“Anything for the defense?” inquired the judge.

“We waive our defense,” said the stir steerer. He left the room, and luckily I never saw him.

“Defendant held to await the action of the grand jury.”

I was led away.

It was a relief to get into the county jail, away from the bedbugs. It was clean. I was put in a cell with a fine old Mormon farmer, charged with polygamy⁠—unlawful cohabitation, to use the legal phrase. He was well supplied with tobacco and food, from friends outside, which he shared with me. We were confined to the cells all the time, and I made no acquaintances while there. I did not try. I was much discouraged at this turn of things against me, but was still hopeful of getting out and returning to my father.

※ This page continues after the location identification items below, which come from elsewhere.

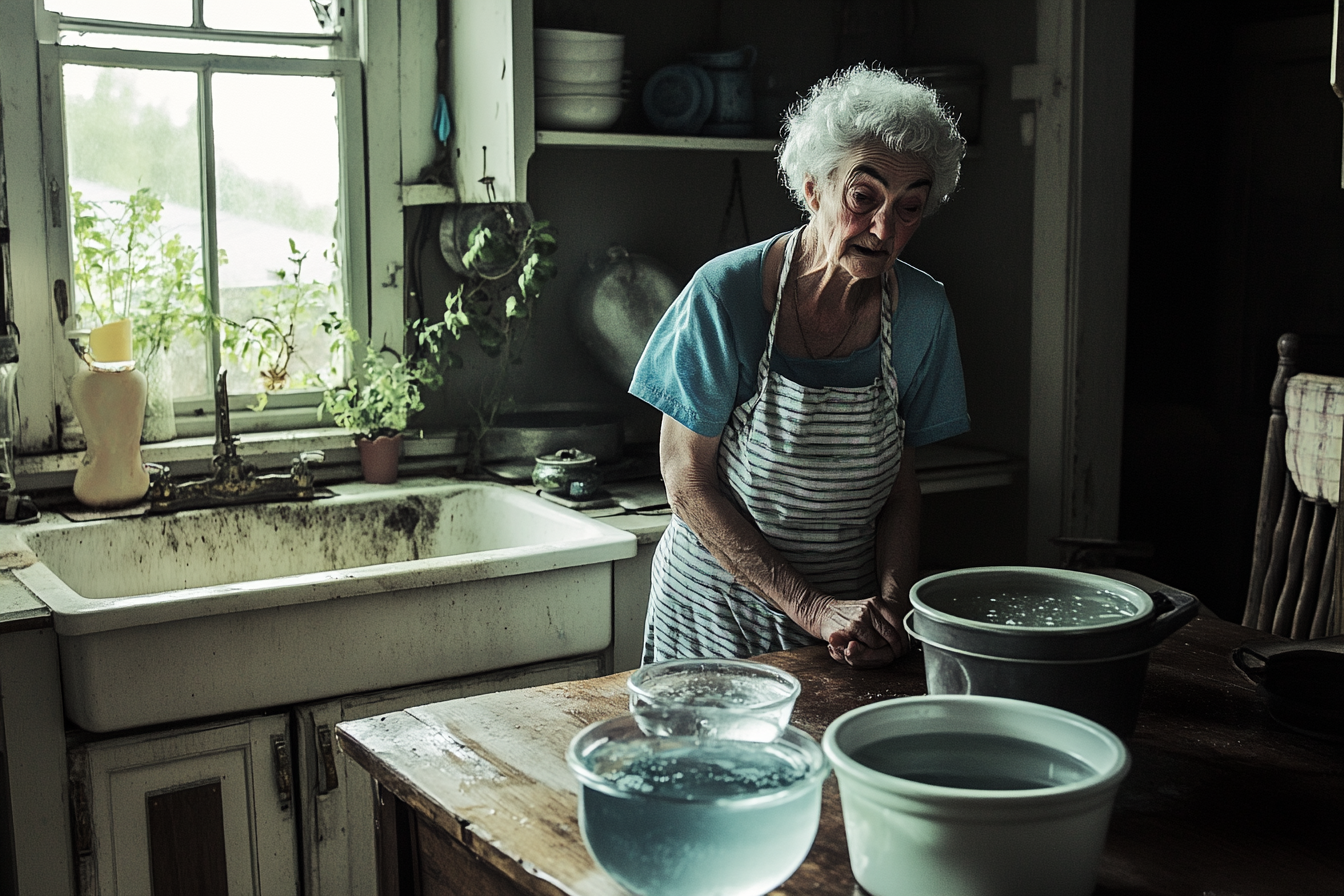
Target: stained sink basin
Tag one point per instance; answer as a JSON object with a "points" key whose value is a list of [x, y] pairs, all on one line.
{"points": [[164, 618]]}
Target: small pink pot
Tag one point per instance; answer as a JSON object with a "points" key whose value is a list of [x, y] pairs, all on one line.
{"points": [[379, 457]]}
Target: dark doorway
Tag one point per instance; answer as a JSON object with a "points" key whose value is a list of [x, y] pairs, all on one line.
{"points": [[1237, 223]]}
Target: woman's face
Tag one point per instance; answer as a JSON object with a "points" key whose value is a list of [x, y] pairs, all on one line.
{"points": [[868, 208]]}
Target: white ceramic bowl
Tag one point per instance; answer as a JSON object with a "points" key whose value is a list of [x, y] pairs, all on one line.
{"points": [[729, 699], [590, 46], [546, 87], [687, 817], [579, 71], [578, 112], [956, 795]]}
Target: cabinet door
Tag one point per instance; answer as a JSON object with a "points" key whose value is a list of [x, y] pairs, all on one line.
{"points": [[203, 810], [338, 795]]}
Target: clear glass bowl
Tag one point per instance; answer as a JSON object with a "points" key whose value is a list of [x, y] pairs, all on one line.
{"points": [[695, 817], [726, 699]]}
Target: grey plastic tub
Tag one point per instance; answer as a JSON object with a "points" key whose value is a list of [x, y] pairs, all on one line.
{"points": [[1092, 662]]}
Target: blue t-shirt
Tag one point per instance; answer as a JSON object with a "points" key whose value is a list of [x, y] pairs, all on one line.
{"points": [[702, 359]]}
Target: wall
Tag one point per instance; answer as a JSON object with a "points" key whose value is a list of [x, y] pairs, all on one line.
{"points": [[672, 204]]}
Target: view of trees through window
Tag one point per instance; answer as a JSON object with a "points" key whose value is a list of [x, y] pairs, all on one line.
{"points": [[136, 194]]}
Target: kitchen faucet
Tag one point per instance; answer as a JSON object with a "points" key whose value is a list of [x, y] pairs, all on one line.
{"points": [[234, 480]]}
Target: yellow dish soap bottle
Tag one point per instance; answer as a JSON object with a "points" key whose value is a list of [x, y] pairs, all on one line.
{"points": [[109, 399]]}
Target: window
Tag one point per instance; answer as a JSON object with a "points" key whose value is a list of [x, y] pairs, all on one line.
{"points": [[210, 155]]}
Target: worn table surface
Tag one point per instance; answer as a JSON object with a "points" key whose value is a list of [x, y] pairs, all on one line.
{"points": [[1221, 801]]}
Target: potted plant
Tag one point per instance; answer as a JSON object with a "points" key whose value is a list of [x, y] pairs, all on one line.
{"points": [[504, 266], [127, 267], [269, 341], [379, 399]]}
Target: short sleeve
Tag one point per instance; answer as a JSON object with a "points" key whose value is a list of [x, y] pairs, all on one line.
{"points": [[933, 398], [690, 366]]}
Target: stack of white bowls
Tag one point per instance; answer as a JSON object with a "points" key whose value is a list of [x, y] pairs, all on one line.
{"points": [[578, 78]]}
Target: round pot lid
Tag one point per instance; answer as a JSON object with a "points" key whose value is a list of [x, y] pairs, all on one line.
{"points": [[569, 458], [1030, 599]]}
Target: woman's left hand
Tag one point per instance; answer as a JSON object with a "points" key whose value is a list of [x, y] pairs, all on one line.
{"points": [[864, 633]]}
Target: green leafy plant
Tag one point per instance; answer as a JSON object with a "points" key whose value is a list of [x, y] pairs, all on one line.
{"points": [[125, 266], [270, 343], [389, 384], [495, 302]]}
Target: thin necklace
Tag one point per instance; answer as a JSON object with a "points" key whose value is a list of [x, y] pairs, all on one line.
{"points": [[803, 332]]}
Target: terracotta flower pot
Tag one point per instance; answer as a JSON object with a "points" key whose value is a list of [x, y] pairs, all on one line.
{"points": [[379, 457]]}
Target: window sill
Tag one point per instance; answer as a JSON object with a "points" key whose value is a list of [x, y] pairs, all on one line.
{"points": [[191, 456]]}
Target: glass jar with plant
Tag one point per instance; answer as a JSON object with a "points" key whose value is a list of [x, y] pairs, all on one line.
{"points": [[128, 267], [506, 266], [285, 317], [375, 405]]}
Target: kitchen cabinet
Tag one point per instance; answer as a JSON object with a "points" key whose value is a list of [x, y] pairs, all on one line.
{"points": [[338, 797], [257, 805], [262, 805], [207, 809]]}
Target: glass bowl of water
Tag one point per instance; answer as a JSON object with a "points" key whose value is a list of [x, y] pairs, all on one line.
{"points": [[726, 699], [694, 816]]}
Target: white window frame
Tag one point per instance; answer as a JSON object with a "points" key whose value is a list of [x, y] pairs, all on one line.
{"points": [[397, 57]]}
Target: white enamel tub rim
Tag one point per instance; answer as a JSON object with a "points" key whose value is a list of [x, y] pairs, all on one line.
{"points": [[593, 542]]}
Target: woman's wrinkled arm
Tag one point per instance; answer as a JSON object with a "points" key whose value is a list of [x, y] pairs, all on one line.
{"points": [[898, 555], [690, 472]]}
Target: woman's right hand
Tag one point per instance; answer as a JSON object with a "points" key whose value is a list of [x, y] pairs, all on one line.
{"points": [[863, 633]]}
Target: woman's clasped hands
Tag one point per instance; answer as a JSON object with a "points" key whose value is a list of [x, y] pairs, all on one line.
{"points": [[863, 633]]}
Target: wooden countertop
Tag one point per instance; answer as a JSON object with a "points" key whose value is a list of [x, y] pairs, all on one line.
{"points": [[1221, 801]]}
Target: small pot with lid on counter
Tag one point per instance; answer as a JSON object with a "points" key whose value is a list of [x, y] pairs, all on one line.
{"points": [[567, 472]]}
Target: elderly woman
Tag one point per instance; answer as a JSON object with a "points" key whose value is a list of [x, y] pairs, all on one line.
{"points": [[794, 378]]}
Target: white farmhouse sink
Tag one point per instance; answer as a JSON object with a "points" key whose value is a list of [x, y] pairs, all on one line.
{"points": [[163, 618]]}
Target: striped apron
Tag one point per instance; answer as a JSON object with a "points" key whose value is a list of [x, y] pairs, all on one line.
{"points": [[812, 468]]}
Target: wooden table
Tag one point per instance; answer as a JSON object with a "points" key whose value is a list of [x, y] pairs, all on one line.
{"points": [[475, 797]]}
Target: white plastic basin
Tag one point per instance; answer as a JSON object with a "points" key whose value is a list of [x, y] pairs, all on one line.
{"points": [[163, 618]]}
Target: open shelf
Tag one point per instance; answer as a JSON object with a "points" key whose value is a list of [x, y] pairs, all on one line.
{"points": [[608, 140]]}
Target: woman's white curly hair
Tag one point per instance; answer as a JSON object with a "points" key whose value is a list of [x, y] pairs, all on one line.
{"points": [[862, 104]]}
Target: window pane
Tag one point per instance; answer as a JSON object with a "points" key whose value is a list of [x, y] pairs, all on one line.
{"points": [[159, 12], [278, 182], [285, 16], [135, 192], [190, 46]]}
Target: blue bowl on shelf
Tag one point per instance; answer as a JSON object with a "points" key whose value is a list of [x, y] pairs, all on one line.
{"points": [[678, 98]]}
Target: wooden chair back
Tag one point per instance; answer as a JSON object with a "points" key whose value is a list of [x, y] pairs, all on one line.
{"points": [[1297, 572]]}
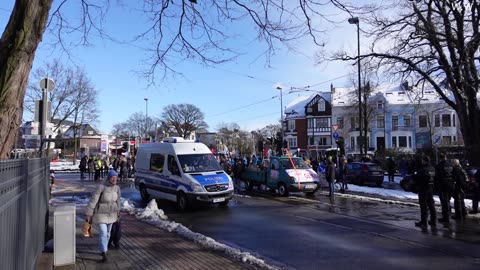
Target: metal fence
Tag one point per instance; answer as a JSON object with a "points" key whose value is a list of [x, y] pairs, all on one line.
{"points": [[24, 195]]}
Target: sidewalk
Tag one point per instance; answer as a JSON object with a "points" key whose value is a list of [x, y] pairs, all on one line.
{"points": [[142, 246]]}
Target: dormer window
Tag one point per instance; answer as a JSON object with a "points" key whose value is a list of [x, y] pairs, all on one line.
{"points": [[380, 104], [321, 105]]}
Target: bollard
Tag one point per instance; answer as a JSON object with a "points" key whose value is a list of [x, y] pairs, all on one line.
{"points": [[64, 235]]}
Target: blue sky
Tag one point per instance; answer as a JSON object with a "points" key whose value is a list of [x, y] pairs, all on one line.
{"points": [[241, 92]]}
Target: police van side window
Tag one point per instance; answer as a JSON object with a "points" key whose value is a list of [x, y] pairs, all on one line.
{"points": [[156, 162], [172, 165]]}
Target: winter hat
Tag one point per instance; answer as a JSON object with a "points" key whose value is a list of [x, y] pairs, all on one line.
{"points": [[111, 173]]}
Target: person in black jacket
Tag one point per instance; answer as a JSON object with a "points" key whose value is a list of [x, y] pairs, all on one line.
{"points": [[460, 181], [476, 193], [424, 179], [444, 180]]}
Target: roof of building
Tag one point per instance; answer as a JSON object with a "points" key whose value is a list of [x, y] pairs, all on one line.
{"points": [[296, 107]]}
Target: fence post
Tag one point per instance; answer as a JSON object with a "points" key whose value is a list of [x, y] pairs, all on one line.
{"points": [[23, 222]]}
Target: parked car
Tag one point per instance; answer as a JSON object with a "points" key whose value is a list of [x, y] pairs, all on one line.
{"points": [[361, 173]]}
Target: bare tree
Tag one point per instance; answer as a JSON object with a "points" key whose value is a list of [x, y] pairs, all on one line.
{"points": [[69, 81], [433, 43], [178, 28], [184, 118]]}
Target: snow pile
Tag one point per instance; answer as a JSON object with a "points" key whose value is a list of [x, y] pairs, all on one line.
{"points": [[152, 215]]}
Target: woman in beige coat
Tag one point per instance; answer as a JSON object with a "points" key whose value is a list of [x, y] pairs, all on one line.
{"points": [[103, 209]]}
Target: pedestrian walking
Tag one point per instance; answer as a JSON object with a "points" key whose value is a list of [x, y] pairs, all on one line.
{"points": [[330, 177], [91, 168], [424, 179], [476, 193], [403, 167], [391, 169], [103, 210], [83, 167], [342, 171], [444, 181], [460, 181]]}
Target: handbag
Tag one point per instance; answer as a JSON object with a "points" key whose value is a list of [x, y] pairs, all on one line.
{"points": [[87, 229]]}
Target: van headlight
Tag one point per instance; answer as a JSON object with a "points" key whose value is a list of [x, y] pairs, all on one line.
{"points": [[196, 187]]}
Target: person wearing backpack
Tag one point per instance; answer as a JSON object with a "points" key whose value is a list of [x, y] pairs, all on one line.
{"points": [[444, 181], [104, 209], [460, 180]]}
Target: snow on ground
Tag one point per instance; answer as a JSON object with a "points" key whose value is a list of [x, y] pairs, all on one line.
{"points": [[156, 217]]}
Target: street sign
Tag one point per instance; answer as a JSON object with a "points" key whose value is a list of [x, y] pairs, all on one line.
{"points": [[30, 137], [47, 84]]}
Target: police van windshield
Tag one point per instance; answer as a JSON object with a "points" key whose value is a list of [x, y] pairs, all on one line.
{"points": [[299, 163], [199, 163]]}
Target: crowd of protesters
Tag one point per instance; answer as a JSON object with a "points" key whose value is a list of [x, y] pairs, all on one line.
{"points": [[97, 167]]}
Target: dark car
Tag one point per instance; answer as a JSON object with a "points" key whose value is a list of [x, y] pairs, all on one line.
{"points": [[361, 173]]}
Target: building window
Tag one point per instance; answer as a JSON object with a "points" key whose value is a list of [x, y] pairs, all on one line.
{"points": [[322, 122], [310, 123], [394, 122], [353, 123], [321, 105], [422, 121], [292, 142], [291, 124], [340, 122], [380, 121], [446, 120], [407, 120], [402, 141], [322, 141], [379, 104]]}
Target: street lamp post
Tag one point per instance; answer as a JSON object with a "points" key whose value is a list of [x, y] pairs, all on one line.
{"points": [[281, 113], [354, 20], [146, 118]]}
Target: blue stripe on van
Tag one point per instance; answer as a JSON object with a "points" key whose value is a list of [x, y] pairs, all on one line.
{"points": [[206, 180], [152, 179]]}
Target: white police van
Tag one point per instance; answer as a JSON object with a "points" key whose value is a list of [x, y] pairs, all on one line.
{"points": [[183, 171]]}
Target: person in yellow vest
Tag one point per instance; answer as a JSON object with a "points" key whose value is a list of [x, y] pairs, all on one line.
{"points": [[98, 167]]}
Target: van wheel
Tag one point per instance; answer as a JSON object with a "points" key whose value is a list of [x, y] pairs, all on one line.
{"points": [[248, 185], [144, 193], [282, 190], [182, 202]]}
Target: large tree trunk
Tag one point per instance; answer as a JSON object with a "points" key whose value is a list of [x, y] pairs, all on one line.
{"points": [[17, 50]]}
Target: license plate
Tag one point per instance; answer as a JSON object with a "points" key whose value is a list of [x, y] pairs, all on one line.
{"points": [[218, 200]]}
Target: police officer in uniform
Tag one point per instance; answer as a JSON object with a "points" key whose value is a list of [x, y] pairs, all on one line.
{"points": [[444, 180], [424, 179]]}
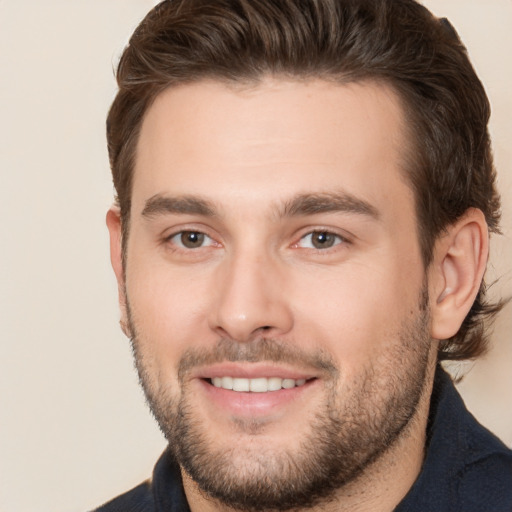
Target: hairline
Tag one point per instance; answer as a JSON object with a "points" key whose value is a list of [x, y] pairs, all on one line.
{"points": [[408, 163]]}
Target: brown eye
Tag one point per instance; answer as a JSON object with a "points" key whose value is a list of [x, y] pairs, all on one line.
{"points": [[192, 239], [320, 240]]}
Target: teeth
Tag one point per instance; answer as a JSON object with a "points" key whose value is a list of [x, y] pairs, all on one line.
{"points": [[258, 385]]}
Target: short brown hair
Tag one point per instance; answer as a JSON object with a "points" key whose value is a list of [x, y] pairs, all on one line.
{"points": [[396, 41]]}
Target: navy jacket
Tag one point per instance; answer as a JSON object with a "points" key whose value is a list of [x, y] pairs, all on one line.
{"points": [[466, 468]]}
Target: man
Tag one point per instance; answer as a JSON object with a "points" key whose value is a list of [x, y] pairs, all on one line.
{"points": [[305, 190]]}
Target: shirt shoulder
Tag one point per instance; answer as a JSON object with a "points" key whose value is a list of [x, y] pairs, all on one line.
{"points": [[139, 499]]}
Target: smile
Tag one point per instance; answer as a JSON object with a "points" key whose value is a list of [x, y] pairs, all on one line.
{"points": [[257, 385]]}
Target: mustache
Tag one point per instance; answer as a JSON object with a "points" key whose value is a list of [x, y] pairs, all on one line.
{"points": [[260, 350]]}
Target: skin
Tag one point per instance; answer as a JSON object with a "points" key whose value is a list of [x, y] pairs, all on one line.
{"points": [[248, 154]]}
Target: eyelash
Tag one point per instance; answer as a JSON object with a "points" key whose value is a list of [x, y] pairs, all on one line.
{"points": [[179, 246]]}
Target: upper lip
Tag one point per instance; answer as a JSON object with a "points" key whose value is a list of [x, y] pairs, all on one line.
{"points": [[251, 371]]}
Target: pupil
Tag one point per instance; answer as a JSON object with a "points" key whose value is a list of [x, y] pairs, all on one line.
{"points": [[322, 240], [192, 239]]}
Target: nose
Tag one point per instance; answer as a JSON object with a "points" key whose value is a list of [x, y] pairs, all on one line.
{"points": [[251, 300]]}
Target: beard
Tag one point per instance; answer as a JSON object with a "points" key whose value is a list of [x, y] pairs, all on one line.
{"points": [[352, 428]]}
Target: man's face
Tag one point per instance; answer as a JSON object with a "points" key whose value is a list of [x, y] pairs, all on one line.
{"points": [[273, 249]]}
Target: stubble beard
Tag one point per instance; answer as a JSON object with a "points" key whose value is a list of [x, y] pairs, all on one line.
{"points": [[347, 434]]}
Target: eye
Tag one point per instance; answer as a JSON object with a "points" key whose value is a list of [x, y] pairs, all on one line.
{"points": [[320, 240], [191, 240]]}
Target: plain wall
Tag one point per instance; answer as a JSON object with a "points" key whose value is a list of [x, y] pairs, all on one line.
{"points": [[74, 430]]}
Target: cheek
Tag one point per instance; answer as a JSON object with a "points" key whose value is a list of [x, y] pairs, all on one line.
{"points": [[356, 313], [167, 310]]}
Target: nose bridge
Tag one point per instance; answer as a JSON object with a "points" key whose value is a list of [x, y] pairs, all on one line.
{"points": [[250, 299]]}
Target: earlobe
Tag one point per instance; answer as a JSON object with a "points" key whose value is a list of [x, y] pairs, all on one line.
{"points": [[113, 220], [458, 266]]}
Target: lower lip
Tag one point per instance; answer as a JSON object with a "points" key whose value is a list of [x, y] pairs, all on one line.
{"points": [[254, 404]]}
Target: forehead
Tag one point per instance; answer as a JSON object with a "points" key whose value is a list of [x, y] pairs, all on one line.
{"points": [[279, 137]]}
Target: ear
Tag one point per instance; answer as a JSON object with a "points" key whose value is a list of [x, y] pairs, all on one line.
{"points": [[456, 272], [116, 258]]}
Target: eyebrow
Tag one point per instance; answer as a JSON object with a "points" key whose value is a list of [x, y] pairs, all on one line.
{"points": [[328, 202], [301, 205], [161, 205]]}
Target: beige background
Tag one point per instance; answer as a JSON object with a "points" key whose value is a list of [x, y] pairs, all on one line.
{"points": [[74, 430]]}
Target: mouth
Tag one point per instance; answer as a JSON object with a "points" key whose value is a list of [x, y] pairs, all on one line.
{"points": [[256, 385]]}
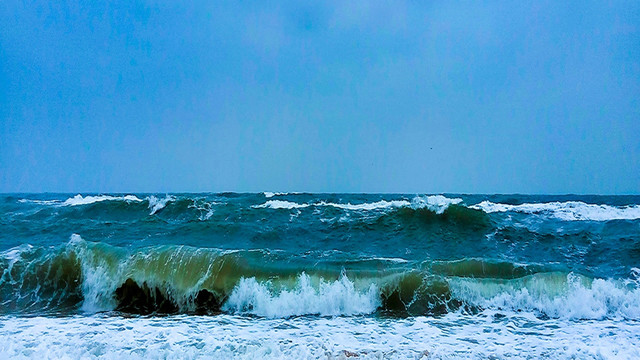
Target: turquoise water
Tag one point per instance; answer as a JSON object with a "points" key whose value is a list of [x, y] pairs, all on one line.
{"points": [[319, 276]]}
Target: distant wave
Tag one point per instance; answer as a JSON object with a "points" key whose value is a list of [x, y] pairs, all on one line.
{"points": [[328, 298], [269, 194], [568, 211], [435, 203], [86, 200], [156, 204]]}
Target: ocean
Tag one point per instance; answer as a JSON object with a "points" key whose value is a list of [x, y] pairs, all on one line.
{"points": [[319, 276]]}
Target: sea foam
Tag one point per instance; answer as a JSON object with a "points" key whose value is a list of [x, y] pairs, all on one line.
{"points": [[328, 298], [435, 203], [568, 211]]}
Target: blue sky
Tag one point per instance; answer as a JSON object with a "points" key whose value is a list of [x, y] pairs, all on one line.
{"points": [[336, 96]]}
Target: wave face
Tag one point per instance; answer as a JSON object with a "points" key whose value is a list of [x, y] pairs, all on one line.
{"points": [[319, 276]]}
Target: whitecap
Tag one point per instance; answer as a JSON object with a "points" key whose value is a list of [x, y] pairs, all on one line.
{"points": [[567, 211]]}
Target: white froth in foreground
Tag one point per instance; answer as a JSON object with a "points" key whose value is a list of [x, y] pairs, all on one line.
{"points": [[328, 298], [568, 211], [454, 336]]}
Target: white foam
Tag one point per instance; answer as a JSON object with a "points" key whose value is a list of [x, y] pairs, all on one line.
{"points": [[86, 200], [280, 204], [554, 295], [206, 208], [568, 211], [156, 204], [382, 204], [339, 297], [453, 336], [40, 202], [436, 203]]}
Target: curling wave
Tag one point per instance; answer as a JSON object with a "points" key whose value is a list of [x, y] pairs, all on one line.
{"points": [[90, 277]]}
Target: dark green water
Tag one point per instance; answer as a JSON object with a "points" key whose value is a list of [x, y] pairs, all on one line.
{"points": [[390, 255]]}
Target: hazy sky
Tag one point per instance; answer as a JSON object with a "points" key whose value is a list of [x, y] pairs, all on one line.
{"points": [[343, 96]]}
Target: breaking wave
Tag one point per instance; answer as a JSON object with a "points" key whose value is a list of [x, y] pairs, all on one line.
{"points": [[91, 277], [567, 211], [435, 203]]}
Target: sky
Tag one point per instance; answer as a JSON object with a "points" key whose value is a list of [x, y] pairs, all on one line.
{"points": [[331, 96]]}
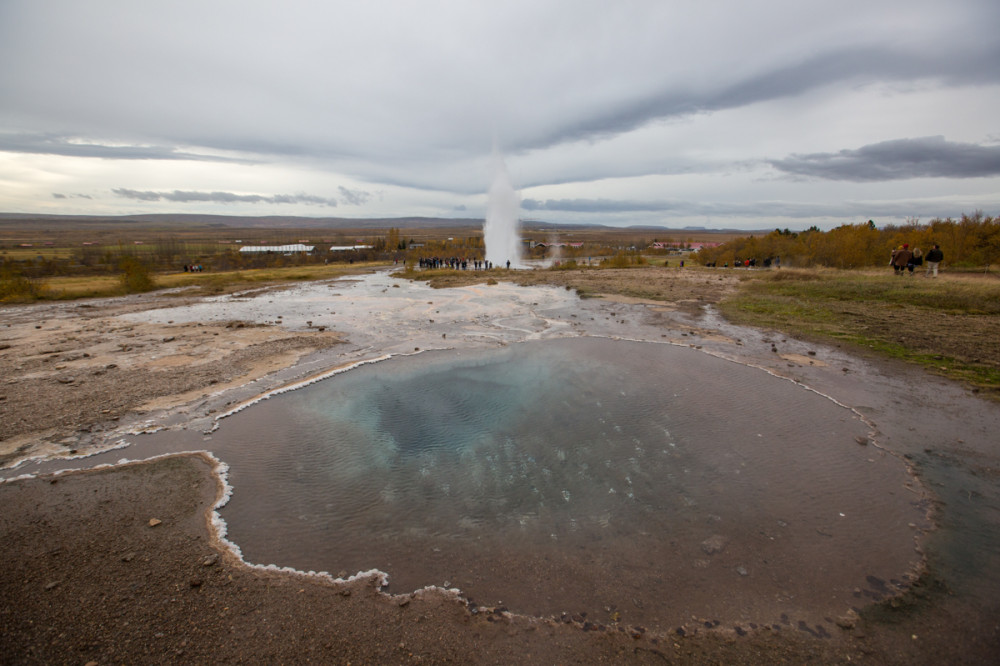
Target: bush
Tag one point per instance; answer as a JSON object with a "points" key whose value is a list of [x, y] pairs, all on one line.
{"points": [[16, 288], [136, 277]]}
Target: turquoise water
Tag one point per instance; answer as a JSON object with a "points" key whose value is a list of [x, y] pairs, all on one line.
{"points": [[582, 475]]}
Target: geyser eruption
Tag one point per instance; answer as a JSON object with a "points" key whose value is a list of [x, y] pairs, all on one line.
{"points": [[502, 229]]}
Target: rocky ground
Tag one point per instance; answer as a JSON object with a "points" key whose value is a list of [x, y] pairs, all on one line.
{"points": [[122, 564]]}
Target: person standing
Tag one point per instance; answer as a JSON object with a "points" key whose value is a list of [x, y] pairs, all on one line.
{"points": [[916, 260], [933, 258], [900, 258]]}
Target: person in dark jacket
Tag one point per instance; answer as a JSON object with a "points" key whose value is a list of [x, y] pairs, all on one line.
{"points": [[900, 258], [933, 258]]}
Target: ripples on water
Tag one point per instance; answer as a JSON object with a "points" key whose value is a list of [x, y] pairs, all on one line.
{"points": [[650, 481]]}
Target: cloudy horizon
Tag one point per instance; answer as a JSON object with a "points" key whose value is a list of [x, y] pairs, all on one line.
{"points": [[671, 113]]}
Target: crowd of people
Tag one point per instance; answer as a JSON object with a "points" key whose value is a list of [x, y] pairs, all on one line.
{"points": [[457, 264], [904, 260]]}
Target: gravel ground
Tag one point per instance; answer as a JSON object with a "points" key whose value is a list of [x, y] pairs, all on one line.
{"points": [[122, 565]]}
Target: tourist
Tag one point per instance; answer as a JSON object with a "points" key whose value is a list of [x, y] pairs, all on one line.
{"points": [[916, 260], [934, 257], [900, 258]]}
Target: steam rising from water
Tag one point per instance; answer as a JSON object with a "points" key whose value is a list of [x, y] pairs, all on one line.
{"points": [[502, 230]]}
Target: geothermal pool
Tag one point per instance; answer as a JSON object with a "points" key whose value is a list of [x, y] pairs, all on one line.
{"points": [[612, 480]]}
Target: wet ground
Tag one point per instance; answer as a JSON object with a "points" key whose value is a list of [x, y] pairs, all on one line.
{"points": [[939, 429]]}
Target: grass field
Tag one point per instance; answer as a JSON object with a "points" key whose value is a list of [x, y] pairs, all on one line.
{"points": [[69, 288], [950, 325]]}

“You’ve been indicted by the grand jury,” said the jailer one morning, some three weeks later, “and today you go up to the big house.”

Utah then was a territory and all persons indicted were at once transferred to the custody of the United States marshal who, in addition to his other duties, acted as warden of the territorial penitentiary. An hour later I was taken out of my cell and turned over to a big, rawboned man with a worn pistol swinging from a holster on his belt.

“Young feller, I don’t put irons on none of ’em,” he said to me, tapping his gun. “Ef you want ter run, that’s yore business.”

In an hour I was at the penitentiary, where I made friends and incurred obligations that turned my thoughts away from home and sent me back on the road.